The problem is, the TcpSocket::connect is an expression, not a type. We need its type and it’s unnameable as well. Therefore, we need to be generic over the creator and our instance be created with TcpSocket::connect passed to it, so our own type is deduced.

This basically means that we need to store the function and pass the Runtime as value, not as type parameter.

fn go_away_server<R: Runtime>(runtime: &R, port: u16) -> async Result<()> {
    let mut listener = runtime.bind_listener(...).await?;
    ...
}

This is possible but it looks wrong. Furthermore, with the type parameter we could place it on a whole struct and have it available in the whole implementation of the struct, now we have to keep passing the argument around to all the methods or store it.

Closing thoughts

The traits feel like the correct direction in general. However, with the limitations as there are now, it feels like navigating a mine field. One one hand, I hope some of the limitations will get lifted eventually. On the other hand, I have to ask where this will end. I mean, every time some new shiny feature is added to the language, some more that are obviously missing pop up as a result. Is there a „closure“ of the language? Some set of features no missing ones keep sticking out of it?

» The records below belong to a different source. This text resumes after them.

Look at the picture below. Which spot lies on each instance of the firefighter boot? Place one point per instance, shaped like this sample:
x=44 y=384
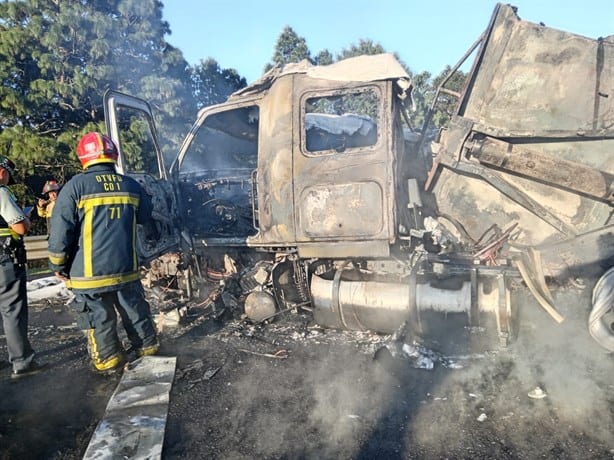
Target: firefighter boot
x=148 y=351
x=110 y=364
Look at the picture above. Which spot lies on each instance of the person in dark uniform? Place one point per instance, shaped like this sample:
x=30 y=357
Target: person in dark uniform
x=92 y=248
x=14 y=224
x=44 y=206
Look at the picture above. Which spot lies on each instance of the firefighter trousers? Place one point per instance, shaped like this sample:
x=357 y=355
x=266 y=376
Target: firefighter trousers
x=97 y=313
x=14 y=309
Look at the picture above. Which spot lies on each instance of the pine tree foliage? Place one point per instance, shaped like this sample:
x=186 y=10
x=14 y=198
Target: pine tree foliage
x=212 y=84
x=289 y=48
x=58 y=57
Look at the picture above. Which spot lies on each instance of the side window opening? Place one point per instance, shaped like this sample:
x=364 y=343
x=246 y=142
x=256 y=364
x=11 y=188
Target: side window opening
x=341 y=123
x=217 y=178
x=138 y=147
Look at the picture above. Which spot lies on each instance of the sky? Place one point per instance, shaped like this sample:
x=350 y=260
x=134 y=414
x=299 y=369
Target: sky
x=427 y=35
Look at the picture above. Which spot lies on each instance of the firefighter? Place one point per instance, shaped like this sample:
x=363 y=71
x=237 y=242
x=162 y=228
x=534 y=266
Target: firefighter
x=14 y=224
x=92 y=248
x=44 y=206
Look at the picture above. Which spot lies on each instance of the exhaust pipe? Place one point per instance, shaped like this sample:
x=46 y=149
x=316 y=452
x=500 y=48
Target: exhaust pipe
x=384 y=307
x=601 y=317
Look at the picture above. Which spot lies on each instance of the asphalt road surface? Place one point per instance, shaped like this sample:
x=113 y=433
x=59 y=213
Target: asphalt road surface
x=290 y=389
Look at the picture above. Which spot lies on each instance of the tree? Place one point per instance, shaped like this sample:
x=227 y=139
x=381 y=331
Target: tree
x=324 y=57
x=289 y=48
x=57 y=58
x=446 y=103
x=211 y=84
x=364 y=47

As for the library fragmentation, I hope some solution will be found eventually. My naïve wish would be for all the libraries to agree with each other, take their socket types (and whatever wakes them up) and put it into a common crate and take it into each as a dependency. Then tokio::net::TcpStream would just happen to be the same type as async-std::net::TcpStream. After all, their interface is almost the same and the thing that wakes them (is it called driver?) is mostly just a wrapper around mio. But maybe there are good reasons why this doesn’t work.